VietNamNet Bridge – Replying to the complaint that the current regulations
cannot generate a fair playing field for domestic and foreign Internet service
firms, the Ministry of Information and Communication (MIC) is thinking of a
special mechanism which encourage domestic firms develop Internet services such
as social networks or search engines.
Information on Internet keeps people indifferent to printed newspapers
Hoang Vinh Bao, a senior official of MIC has cited the report of a market survey
firm in 2011 as saying that 95 percent of Internet users access to the network
mostly to read information on general websites and social networks. Meanwhile,
95 percent of people accessing Internet use searching engine.

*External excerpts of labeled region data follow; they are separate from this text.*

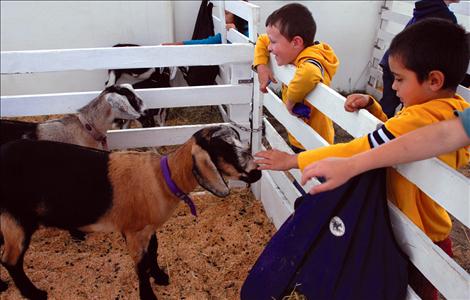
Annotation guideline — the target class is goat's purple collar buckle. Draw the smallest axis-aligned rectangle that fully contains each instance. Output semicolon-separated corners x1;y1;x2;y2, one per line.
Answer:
160;156;197;217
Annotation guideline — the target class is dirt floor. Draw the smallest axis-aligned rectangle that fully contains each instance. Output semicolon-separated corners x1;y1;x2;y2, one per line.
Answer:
0;189;275;300
0;107;470;300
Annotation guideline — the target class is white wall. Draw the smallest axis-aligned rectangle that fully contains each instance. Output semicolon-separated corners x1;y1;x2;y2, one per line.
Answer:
250;1;383;92
1;1;173;95
1;1;382;95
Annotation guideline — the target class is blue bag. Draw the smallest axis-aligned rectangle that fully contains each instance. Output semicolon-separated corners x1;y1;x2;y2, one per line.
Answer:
241;169;408;300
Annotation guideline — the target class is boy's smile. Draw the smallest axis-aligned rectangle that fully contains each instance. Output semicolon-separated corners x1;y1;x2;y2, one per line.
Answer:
266;26;303;66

The 2011’s report of Yahoo! about the Internet use in four big cities also
showed that the percentage of people seeking information on Internet is now
higher than that of people reading printed newspapers or listening to radio.
A report released in July 2012 showed that of the 10 websites which have the
highest users in Vietnam, four are social media websites, while the others are
Bao has admitted that domestic firms have been at a disadvantage when competing
with foreign ones.
He explained that the problem lies in the characteristic of Internet that
information can be provided across the borders. A behavior could be considered
as violating the laws of a nation, but may be accepted in another country.
This happens that while Vietnamese Internet firms have to bear the strict
regulations stipulated by the Vietnamese laws, the foreign firms which provide
services across the borders do not bear any restrictions.
As a result, foreign firms can make their service contents more attractive to
lure more Vietnamese users, thus having advantages to Vietnamese firms.
“Therefore, we need to build up a special mechanism to encourage domestic firms
to develop some important Internet services to attract Vietnamese users, while
it’s necessary to focus on the most important ones such as social networks,
search engine and online entertainment services,” Bao said.
It’s obvious that MIC not only plans to help domestic firms develop their
business to enjoy economic benefits, but also aims to effectively control the
way Internet information reaches out to Vietnamese people.
Le Manh Ha, Deputy Chair of the HCM City People’s Committee, also said that the
state should apply a reasonable management policy to minimize the negative
impacts of Internet on people’s lives.
If Vietnam tightens the management by blocking the ways for people to access
Internet, it would hinder the development of Internet and harm the people’s
right to access information.
As for information websites, Ha said, the best way to manage them not to watch
the websites everyday to find out the violations, but to take initiative to
provide accurate official information.
Until now, Vietnam still has been following an old way to manage the Internet
use. State agencies only release official information after false information
appear on mass media.
According to the Ministry of Information and Communication, by the end of 2012,
Vietnam had had 12 purely online newspapers and journals, nearly 300 news
websites. Regarding the social media, there have been 1,200 general news
websites have been licensed, 330 social networks have registered their
operation. Besides, there is also a very big number of personal blogs.